Au moins Bart De Wever pourra-t-il se consoler en constatant que la polémique avec Rudy Demotte, bourgmestre empêché de Tournai et ministre-président de la Fédération Wallonie-Bruxelles, a ringardisé un peu plus encore les socialistes wallons. L’argument des responsables socialistes tournaisiens pour lesquels des structures plus légères facilitent la réussite de l’intégration peut certainement être entendu. Il s’oppose en l’occurrence aux nécessités imposées par l’urgence, l’efficacité et la compression des coûts en période de crise budgétaire. Pire, il apparaît davantage comme un simple artifice pour rejeter par principe le projet du gouvernement fédéral. Nulle part en effet dans son communiqué rageur, Rudy Demotte n’envisage les actions que sa ville pourrait mettre en oeuvre pour prévenir la « ghettoïsation de poches entières de populations au statut précaire » qu’il redoute tant.

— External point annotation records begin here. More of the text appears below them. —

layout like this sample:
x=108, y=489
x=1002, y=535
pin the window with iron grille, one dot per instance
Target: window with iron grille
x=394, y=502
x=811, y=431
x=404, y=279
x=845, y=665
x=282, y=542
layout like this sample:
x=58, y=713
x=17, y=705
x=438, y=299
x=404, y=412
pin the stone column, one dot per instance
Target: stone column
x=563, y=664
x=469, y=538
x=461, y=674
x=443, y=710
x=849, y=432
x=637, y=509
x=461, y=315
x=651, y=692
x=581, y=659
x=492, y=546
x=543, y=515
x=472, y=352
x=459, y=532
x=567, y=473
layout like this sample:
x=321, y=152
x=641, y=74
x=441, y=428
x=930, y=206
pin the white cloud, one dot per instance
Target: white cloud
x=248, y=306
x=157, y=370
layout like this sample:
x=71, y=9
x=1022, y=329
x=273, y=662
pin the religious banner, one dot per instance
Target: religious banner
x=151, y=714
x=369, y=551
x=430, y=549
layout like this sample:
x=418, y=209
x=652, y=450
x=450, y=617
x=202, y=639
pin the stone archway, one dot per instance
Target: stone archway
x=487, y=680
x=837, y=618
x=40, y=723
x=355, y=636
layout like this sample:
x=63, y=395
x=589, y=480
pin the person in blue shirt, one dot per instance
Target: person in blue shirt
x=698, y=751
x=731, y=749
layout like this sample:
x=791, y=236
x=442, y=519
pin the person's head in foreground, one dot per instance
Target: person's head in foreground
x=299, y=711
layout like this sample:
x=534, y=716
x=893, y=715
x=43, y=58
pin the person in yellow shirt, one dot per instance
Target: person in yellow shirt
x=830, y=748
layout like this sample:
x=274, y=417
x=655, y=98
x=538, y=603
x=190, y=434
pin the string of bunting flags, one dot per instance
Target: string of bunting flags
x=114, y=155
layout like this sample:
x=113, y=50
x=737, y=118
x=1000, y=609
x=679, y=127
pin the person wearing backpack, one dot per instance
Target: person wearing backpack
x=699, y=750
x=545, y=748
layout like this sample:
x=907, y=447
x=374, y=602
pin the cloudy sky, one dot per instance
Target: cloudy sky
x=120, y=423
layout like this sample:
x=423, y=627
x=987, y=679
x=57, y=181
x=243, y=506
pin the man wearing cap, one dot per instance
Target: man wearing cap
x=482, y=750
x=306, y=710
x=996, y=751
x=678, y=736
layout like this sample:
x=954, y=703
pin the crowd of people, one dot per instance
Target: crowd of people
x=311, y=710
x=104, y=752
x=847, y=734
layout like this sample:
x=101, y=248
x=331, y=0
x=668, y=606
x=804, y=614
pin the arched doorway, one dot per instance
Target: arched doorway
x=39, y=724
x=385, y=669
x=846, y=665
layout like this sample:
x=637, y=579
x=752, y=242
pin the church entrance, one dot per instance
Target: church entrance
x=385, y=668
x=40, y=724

Rudy Demotte, par sa réaction déplacée et démesurée, et le Boulevard de l’Empereur, par son absence de recadrage, ont donné du crédit au procès en conservatisme contre le PS lancé quelques jours plus tôt par la secrétaire générale de la CSC, Marie-Hélène Ska, qui fustigeait « l’intolérance » des socialistes de Charleroi et exprimait ses doutes sur leur capacité à s’amender. L’image du Parti socialiste francophone sort ainsi écornée d’un été à l’actualité politique apathique, hors tax-shift. Et ses responsables peineront cette fois-ci à n’y voir qu’une question de communication.